Inara rose as Camille did, looking sympathetic. "It's because you weren't thinking clearly. Otherwise, I'd never be able to beat you. You're much faster than I."

"Yeah, well, didn't do me much good." She smiled and turned to leave the room. At the door, she hesitated and said, "Thanks, Inara. For your ... friendship."

"You're welcome, Camille. And I thank you for yours."

She smiled wanly and left the room. Her hand was on her head, and her eyes were mostly closed as the pain in her temples increased.

"Oh," she said, all the air in her lung expelled sharply when she ran into an unyielding body.

"Whoa, you all right?" Mal said, arms coming around her as Camille teetered unsteadily.

She put her hand on his chest to steady herself. When she looked up at him, she found herself blushing, for some strange reason. "Um. Yeah, I'm fine," she said, rubbing her hand slowly over his shirt. It was soft and thin, like it'd been washed so many times, all that was left was the barest, oldest, most frayed threads. Beneath it, his heart beat, slow and steady, thrumming through Camille as it did. "Thanks."

"No problem." He didn't let her go. "Whatcha doin' up here?"

"Visiting Inara. She invited me to stop by to talk."

"Wasn't that about your boyfriend?"

"Just because he doesn't exist doesn't mean that she and I can't talk. Unless you have a problem with it?"

Mal shook his head. "Course not. What's this?" He touched her chin gently.

Despite his gentleness, Camille hissed. "Owe."

"What happened? That weren't there before when you go the others."

Damn. "I'd heard that Companions got trained to fight, so I asked Inara to show me some moves. I got a mite too close, and she landed one on me." She smiled in self-deprecation. "Shoulda been more careful."

"She shoulda been." His eyes flicked to the shuttle, and he looked like he might storm in there and have a few words with Inara.

"Captain, can you help me back to my room?" she asked, drawing his attention back. "My head aches, and I want to lie down."

"The doc can give you somethin'... no, that's right. He can't." Mal sighed and let her go, keeping a hand on her elbow. "Anything I can do to help the pain?"

She shook her head slowly, holding it with her hand again. Holding her head didn't do any good, but it comforted her to know that if it fell off, at least she might catch it. She leaned on Mal more than she needed to as they climbed down the stairs to the passenger rooms, but she wanted him to feel like he was needed. Besides, he felt nice and smelled nice, and she liked the way his heartbeat strong and sure. It was comforting. "I'll just take a nap," she said. "Breathe a little.

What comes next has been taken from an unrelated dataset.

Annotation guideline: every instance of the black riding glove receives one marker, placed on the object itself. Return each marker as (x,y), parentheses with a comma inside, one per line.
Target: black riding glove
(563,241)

You know they always tell you to breathe when you're hurtin," she added with a grin.

"Hey, you heard me." Mal smiled at her, pleased. "I thought that maybe you were too out of it when you came onboard."

"I heard you. And thanks. I mean, I don't think I ever got a chance to really thank you." Camille pulled away as they made it to her room. Standing nervously in her doorway, she said, "Thanks for... helpin' me when the doc was sewing me up. You didn't have to."

Mal ran his hand through his head and shrugged. "Weren't no one else there to do it."

"I'm sure Zoe coulda held me down just fine."

"Maybe."

Camille smiled tentatively. "Besides. I mean the fact that you still took me on. You didn't have to. You could have given me back my fare and put me back on the Eavesdown Docks. Hell, I weren't even on the ship yet, not really. You carried me on." She took a half step closer and put her hand on his chest again. "You didn't have to."

"What, you think I'd leave a perfectly good passenger with perfectly good money behind? You don't know me very well."

"Actually," she said, smiling fully at him. "I think I do." Then, before her brain kicked back in and stopped her, she leaned forward, pressed a kiss into his lips, and then stepped back. "See you later, Captain." Heart thundering, she stepped inside her room and closed the door firmly, wondering what exactly it was she thought she was doing.